The Halingsford children want nothing to do with their parents, a lawyer father absorbed by his career and a society wife mother who concentrates more on appearances than the heart of matters. After the unsolved murder of one sister, the others decide life at home has become unbearable and one by one leave. Youngest daughter, Nadia, proves herself the exception to her older siblings and still lives at home. At the beginning of the book Nadia helps her mother, Vivien, put the finishing touches on a grand party for William, the Halingsford patriarch and the source for most of the family’s tension.

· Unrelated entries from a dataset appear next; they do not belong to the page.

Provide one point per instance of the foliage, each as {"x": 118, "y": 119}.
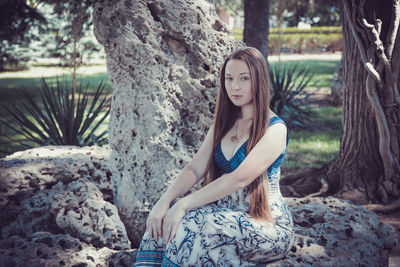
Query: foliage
{"x": 294, "y": 40}
{"x": 56, "y": 117}
{"x": 17, "y": 17}
{"x": 45, "y": 29}
{"x": 72, "y": 31}
{"x": 288, "y": 97}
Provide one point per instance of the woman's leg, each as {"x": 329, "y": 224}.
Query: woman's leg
{"x": 150, "y": 252}
{"x": 214, "y": 236}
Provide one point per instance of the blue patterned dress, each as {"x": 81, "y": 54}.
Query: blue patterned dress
{"x": 223, "y": 233}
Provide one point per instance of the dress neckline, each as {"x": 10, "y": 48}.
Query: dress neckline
{"x": 245, "y": 143}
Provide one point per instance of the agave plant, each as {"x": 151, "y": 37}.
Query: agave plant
{"x": 59, "y": 116}
{"x": 288, "y": 98}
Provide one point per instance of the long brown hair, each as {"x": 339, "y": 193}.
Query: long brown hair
{"x": 226, "y": 113}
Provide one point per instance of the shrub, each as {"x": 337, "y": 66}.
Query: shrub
{"x": 288, "y": 98}
{"x": 58, "y": 116}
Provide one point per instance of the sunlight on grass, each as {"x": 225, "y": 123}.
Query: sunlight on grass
{"x": 322, "y": 70}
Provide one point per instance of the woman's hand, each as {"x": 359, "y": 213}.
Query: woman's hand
{"x": 155, "y": 219}
{"x": 172, "y": 221}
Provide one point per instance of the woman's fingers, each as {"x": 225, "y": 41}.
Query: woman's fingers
{"x": 159, "y": 228}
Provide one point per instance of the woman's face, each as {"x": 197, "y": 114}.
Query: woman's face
{"x": 238, "y": 83}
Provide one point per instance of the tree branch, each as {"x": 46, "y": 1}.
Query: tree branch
{"x": 393, "y": 30}
{"x": 367, "y": 64}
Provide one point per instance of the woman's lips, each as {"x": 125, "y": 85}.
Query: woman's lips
{"x": 236, "y": 96}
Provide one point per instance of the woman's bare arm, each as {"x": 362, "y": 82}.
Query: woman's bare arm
{"x": 267, "y": 150}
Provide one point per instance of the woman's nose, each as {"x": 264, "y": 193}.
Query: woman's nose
{"x": 235, "y": 85}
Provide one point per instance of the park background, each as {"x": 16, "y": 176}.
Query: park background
{"x": 54, "y": 40}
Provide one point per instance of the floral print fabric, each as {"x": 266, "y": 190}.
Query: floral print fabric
{"x": 223, "y": 233}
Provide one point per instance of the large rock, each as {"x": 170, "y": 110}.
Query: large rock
{"x": 24, "y": 173}
{"x": 163, "y": 59}
{"x": 77, "y": 209}
{"x": 47, "y": 249}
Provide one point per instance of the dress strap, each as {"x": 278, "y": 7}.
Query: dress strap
{"x": 276, "y": 119}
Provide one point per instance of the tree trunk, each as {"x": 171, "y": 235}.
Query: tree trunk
{"x": 256, "y": 24}
{"x": 366, "y": 169}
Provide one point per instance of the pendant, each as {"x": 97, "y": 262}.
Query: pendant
{"x": 234, "y": 138}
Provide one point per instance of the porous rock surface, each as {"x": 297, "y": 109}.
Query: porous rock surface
{"x": 46, "y": 231}
{"x": 163, "y": 59}
{"x": 25, "y": 172}
{"x": 333, "y": 232}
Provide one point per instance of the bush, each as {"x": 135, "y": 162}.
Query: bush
{"x": 288, "y": 98}
{"x": 59, "y": 116}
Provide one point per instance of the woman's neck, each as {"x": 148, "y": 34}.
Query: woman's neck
{"x": 246, "y": 112}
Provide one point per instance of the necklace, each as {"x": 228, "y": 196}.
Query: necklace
{"x": 234, "y": 137}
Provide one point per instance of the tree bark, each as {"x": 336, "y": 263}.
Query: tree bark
{"x": 256, "y": 24}
{"x": 366, "y": 170}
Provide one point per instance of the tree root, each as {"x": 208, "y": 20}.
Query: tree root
{"x": 307, "y": 182}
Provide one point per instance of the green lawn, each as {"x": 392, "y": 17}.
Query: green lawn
{"x": 322, "y": 70}
{"x": 312, "y": 148}
{"x": 306, "y": 148}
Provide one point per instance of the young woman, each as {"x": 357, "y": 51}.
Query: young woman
{"x": 238, "y": 218}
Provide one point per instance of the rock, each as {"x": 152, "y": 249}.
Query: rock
{"x": 333, "y": 232}
{"x": 163, "y": 59}
{"x": 26, "y": 172}
{"x": 77, "y": 209}
{"x": 47, "y": 249}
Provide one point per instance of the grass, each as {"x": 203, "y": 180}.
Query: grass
{"x": 306, "y": 148}
{"x": 312, "y": 148}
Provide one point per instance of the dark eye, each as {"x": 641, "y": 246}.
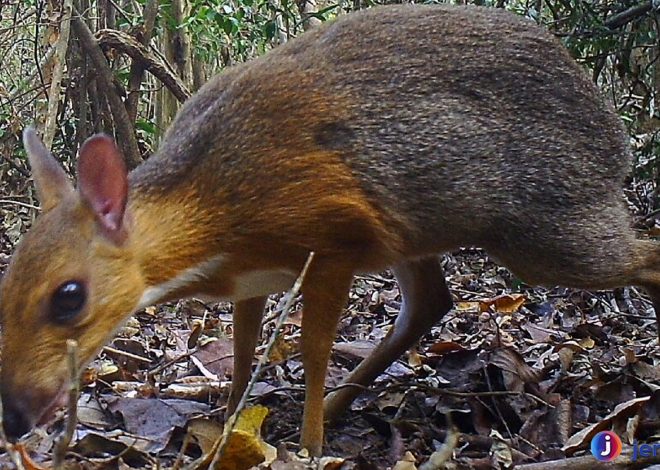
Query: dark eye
{"x": 67, "y": 301}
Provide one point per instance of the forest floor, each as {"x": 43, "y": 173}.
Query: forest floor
{"x": 512, "y": 374}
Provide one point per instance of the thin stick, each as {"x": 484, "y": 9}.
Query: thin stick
{"x": 72, "y": 413}
{"x": 58, "y": 72}
{"x": 231, "y": 423}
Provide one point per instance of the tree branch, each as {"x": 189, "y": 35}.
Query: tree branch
{"x": 124, "y": 128}
{"x": 621, "y": 19}
{"x": 110, "y": 38}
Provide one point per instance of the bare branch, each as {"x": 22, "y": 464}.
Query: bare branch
{"x": 110, "y": 38}
{"x": 124, "y": 128}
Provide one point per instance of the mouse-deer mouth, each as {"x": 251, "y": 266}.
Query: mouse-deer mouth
{"x": 24, "y": 411}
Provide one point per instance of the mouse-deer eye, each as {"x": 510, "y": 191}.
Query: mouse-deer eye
{"x": 67, "y": 301}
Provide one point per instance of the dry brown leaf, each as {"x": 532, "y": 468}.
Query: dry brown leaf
{"x": 444, "y": 347}
{"x": 582, "y": 439}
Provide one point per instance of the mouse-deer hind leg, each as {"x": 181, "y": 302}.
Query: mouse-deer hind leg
{"x": 426, "y": 299}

While the party turns into a smashing success, the entire mood changes abruptly as Vivien and William both die—Vivien from gunshots and William from a weak heart. Suddenly Nadia finds herself with the burden of informing her brothers and sisters of William and Vivien’s deaths. Nadia’s siblings all feel varying degrees of hatred for their parents, but all of them agree to come home for the funeral for the sake of moral decency.

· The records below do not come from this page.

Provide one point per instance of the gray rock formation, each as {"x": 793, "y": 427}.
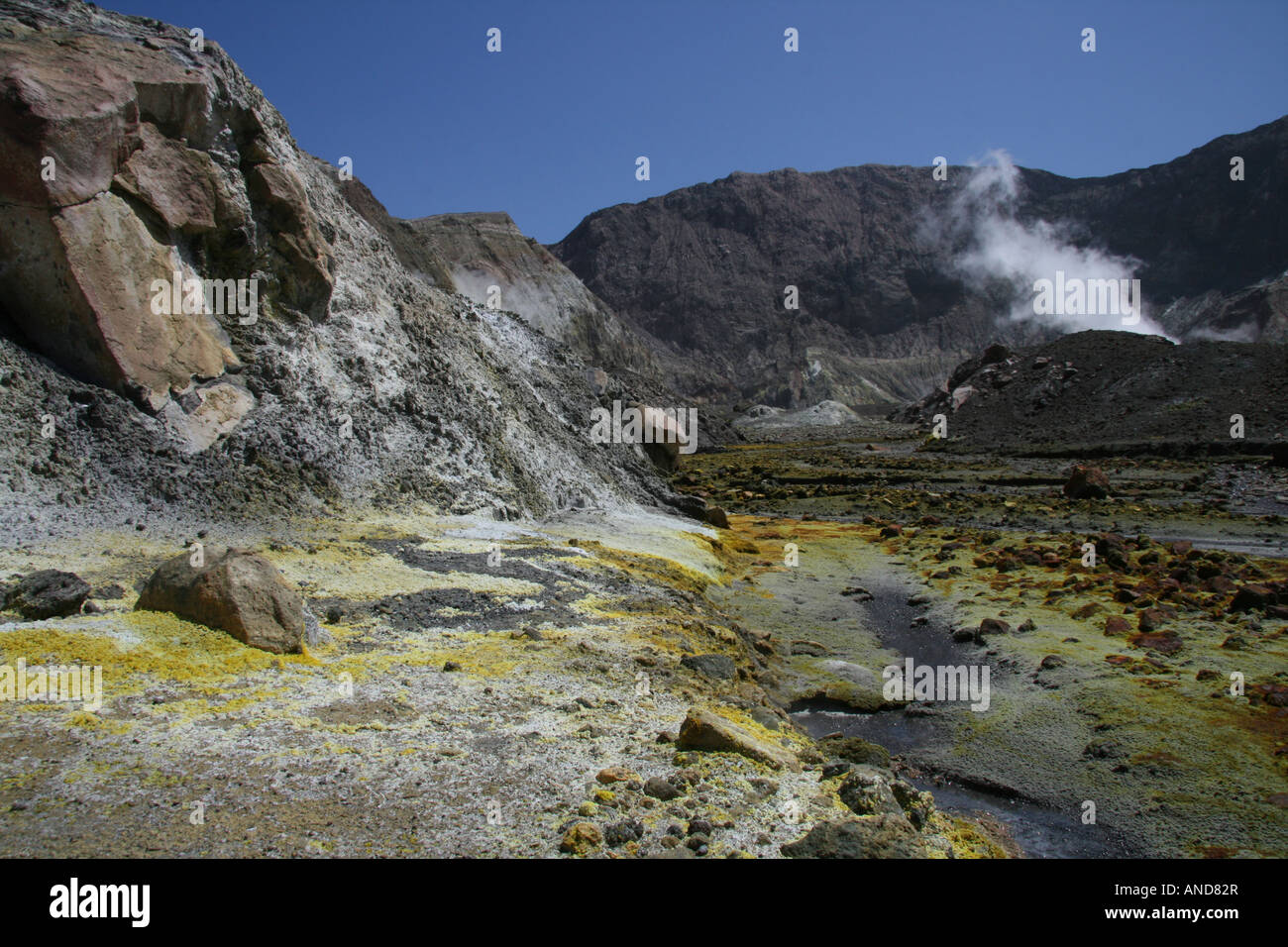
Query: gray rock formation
{"x": 874, "y": 252}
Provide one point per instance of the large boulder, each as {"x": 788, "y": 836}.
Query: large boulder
{"x": 127, "y": 162}
{"x": 235, "y": 590}
{"x": 47, "y": 594}
{"x": 703, "y": 729}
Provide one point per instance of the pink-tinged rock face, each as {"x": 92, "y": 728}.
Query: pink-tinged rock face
{"x": 110, "y": 180}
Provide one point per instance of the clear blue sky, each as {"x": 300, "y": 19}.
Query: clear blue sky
{"x": 549, "y": 129}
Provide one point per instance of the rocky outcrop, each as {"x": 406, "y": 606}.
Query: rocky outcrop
{"x": 703, "y": 729}
{"x": 233, "y": 590}
{"x": 884, "y": 315}
{"x": 336, "y": 368}
{"x": 130, "y": 158}
{"x": 1119, "y": 390}
{"x": 492, "y": 263}
{"x": 47, "y": 594}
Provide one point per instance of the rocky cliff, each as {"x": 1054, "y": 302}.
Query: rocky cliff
{"x": 198, "y": 322}
{"x": 877, "y": 258}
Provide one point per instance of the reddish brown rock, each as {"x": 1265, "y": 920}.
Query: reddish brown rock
{"x": 1116, "y": 625}
{"x": 235, "y": 590}
{"x": 1086, "y": 482}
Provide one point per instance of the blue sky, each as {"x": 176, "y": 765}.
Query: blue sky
{"x": 549, "y": 129}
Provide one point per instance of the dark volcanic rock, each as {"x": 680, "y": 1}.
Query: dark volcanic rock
{"x": 1086, "y": 482}
{"x": 876, "y": 836}
{"x": 719, "y": 667}
{"x": 704, "y": 268}
{"x": 1134, "y": 392}
{"x": 47, "y": 594}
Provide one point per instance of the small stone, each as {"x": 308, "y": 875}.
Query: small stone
{"x": 47, "y": 594}
{"x": 719, "y": 667}
{"x": 616, "y": 775}
{"x": 993, "y": 626}
{"x": 621, "y": 832}
{"x": 662, "y": 789}
{"x": 581, "y": 839}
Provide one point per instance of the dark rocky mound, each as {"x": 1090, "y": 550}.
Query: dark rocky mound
{"x": 1120, "y": 390}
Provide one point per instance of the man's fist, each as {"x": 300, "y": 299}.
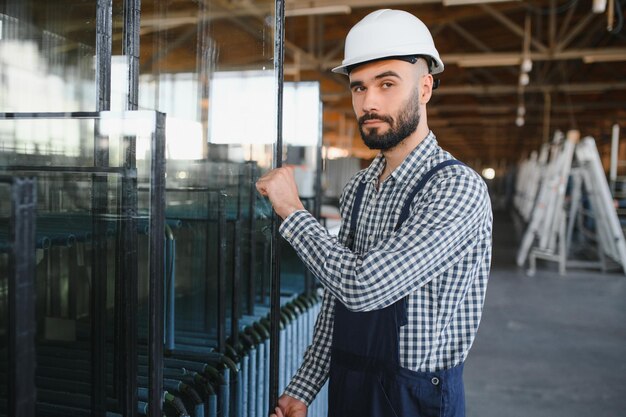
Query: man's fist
{"x": 280, "y": 186}
{"x": 290, "y": 407}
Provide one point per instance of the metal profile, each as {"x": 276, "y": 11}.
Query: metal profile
{"x": 157, "y": 268}
{"x": 279, "y": 55}
{"x": 21, "y": 286}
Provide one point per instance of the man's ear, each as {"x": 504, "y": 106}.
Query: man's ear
{"x": 426, "y": 88}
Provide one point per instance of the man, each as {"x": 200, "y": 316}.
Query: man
{"x": 405, "y": 280}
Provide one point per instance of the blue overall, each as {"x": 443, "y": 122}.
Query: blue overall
{"x": 366, "y": 379}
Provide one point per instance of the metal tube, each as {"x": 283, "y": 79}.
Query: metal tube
{"x": 279, "y": 54}
{"x": 221, "y": 279}
{"x": 252, "y": 169}
{"x": 614, "y": 156}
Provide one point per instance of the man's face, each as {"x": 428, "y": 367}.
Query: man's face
{"x": 386, "y": 99}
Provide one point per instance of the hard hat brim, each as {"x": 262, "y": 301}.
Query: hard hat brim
{"x": 435, "y": 64}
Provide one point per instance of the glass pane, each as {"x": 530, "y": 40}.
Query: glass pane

Old rivalries resume the minute all of the Halingsford children come together; William often pitted one against the other, and time and distance haven’t lessened the severity of their intense dislike for one another. But when Rachael, the oldest, discovers Nadia in the family pool dead from a stab wound, the siblings start to see connections between Nadia’s death, William and Vivien’s deaths, and the death of their sister, Dani, five years earlier. Dani, too, had died from a stab wound, and her death provided the siblings the catalyst for leaving home. When their baby sister, Nadia, dies seemingly within reach, the remaining siblings realize they’ll have to share something like family bonds once again if they want to make sense of it all.

Author Evans uses active verbs in her writing, giving the story the right amount of force where it needs it. She doesn’t shy away from those difficult conversations between characters—the Halingsford children don’t like one another or their parents, and they don’t hesitate to have it out many times, despite the frightening circumstances surrounding them. Evans lets her characters form an uneasy coalition—not even family deaths can dig out the deep-rooted animosity they’ve felt toward one another and their family in general for so many years—but she doesn’t sugarcoat anything or allow fairy dust to make everything better all of a sudden.

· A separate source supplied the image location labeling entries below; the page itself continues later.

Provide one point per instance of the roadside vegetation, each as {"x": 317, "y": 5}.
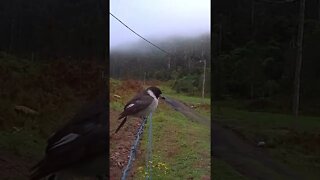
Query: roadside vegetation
{"x": 291, "y": 140}
{"x": 181, "y": 148}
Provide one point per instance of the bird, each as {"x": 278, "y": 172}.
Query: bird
{"x": 141, "y": 105}
{"x": 79, "y": 148}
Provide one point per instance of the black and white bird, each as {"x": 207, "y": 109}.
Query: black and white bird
{"x": 79, "y": 149}
{"x": 141, "y": 105}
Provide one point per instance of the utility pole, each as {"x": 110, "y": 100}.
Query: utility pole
{"x": 296, "y": 94}
{"x": 204, "y": 75}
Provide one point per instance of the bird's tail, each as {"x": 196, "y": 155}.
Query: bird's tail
{"x": 122, "y": 123}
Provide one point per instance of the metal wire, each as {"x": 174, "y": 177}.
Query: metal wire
{"x": 149, "y": 150}
{"x": 140, "y": 35}
{"x": 133, "y": 150}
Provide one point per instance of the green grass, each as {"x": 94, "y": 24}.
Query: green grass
{"x": 184, "y": 146}
{"x": 293, "y": 141}
{"x": 181, "y": 148}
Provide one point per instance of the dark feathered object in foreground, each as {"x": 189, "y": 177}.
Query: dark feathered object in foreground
{"x": 80, "y": 148}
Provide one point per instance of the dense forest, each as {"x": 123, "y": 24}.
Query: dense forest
{"x": 182, "y": 67}
{"x": 254, "y": 51}
{"x": 52, "y": 29}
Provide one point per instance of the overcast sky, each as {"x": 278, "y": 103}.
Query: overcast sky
{"x": 155, "y": 19}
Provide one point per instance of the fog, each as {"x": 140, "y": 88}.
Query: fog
{"x": 157, "y": 19}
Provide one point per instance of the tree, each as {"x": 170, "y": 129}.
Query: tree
{"x": 296, "y": 93}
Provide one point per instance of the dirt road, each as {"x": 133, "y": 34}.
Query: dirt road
{"x": 250, "y": 161}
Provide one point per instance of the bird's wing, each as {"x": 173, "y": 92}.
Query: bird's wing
{"x": 136, "y": 105}
{"x": 80, "y": 140}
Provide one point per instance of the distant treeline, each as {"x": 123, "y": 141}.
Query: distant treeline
{"x": 183, "y": 67}
{"x": 42, "y": 29}
{"x": 254, "y": 51}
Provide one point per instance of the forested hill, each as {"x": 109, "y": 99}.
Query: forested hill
{"x": 42, "y": 29}
{"x": 255, "y": 51}
{"x": 142, "y": 61}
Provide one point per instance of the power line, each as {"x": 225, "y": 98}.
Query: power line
{"x": 139, "y": 35}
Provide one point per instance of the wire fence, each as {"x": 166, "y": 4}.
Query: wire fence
{"x": 134, "y": 148}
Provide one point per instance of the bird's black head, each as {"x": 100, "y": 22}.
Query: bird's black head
{"x": 156, "y": 91}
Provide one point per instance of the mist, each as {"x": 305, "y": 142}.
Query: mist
{"x": 157, "y": 20}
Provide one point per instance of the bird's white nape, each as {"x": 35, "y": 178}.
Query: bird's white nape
{"x": 130, "y": 105}
{"x": 66, "y": 139}
{"x": 151, "y": 94}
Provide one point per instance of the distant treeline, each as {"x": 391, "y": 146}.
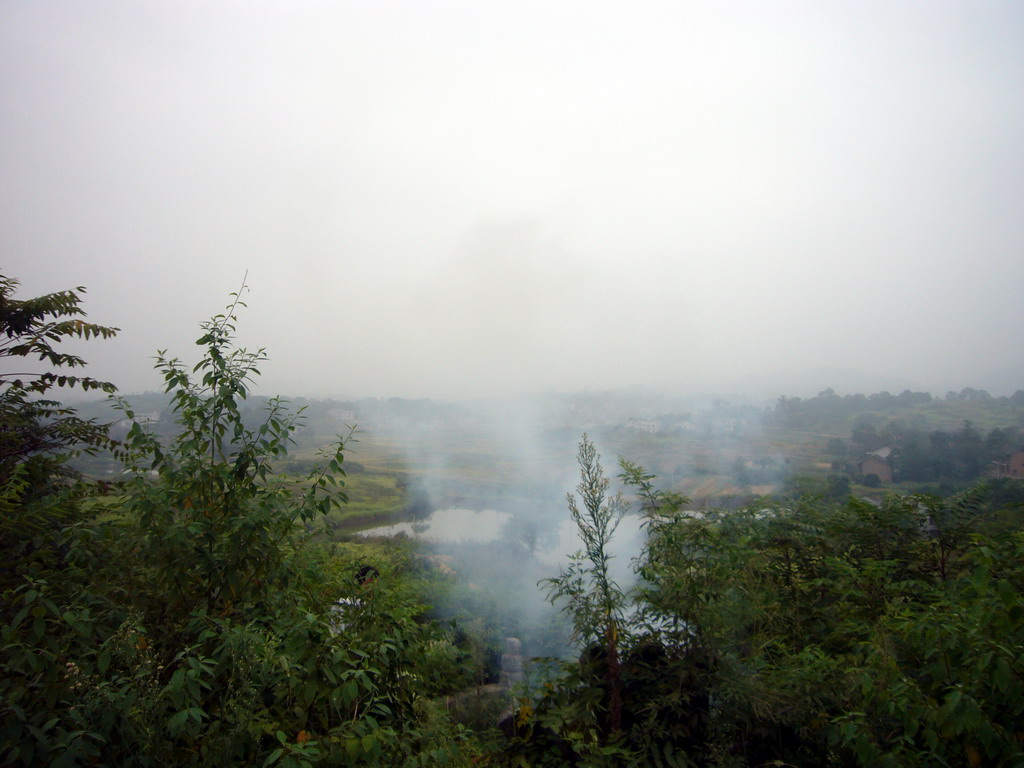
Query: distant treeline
{"x": 803, "y": 413}
{"x": 966, "y": 454}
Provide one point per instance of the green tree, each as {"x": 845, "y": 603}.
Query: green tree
{"x": 593, "y": 598}
{"x": 38, "y": 434}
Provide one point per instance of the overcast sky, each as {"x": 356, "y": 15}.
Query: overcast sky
{"x": 463, "y": 199}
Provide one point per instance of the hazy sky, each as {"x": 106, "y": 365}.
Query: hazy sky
{"x": 452, "y": 199}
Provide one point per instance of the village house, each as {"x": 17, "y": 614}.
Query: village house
{"x": 877, "y": 463}
{"x": 1012, "y": 466}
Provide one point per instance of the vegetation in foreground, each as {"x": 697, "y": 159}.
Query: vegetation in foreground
{"x": 186, "y": 616}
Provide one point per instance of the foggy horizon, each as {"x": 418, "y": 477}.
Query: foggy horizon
{"x": 463, "y": 201}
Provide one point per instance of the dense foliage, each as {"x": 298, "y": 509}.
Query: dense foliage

A few minor issues may snag readers’ attention for a few minutes. Secondary characters receive minimal attention, and once they no longer actively interact with the main characters the secondary characters almost completely disappear with no explanation whatsoever. Also, a series of letters written by the killer appears, but a significant section of the letters doesn’t match a basic element of the killer’s profile.

But Evans’ writing engages readers enough that they won’t have any problem glossing over these small hitches. A Toronto resident herself, Evans sets the entire story in her native Canada, offering readers a refreshing change from typical U.S. locations. Most notably comes the twist at the end, and readers shouldn’t try to out-guess Evans. This talented writer has done her homework on how to keep the story moving past its expected conclusion.

This reviewer highly recommends The Halingsford Murders for anyone wanting a good old-fashioned murder mystery with twenty-first century verve.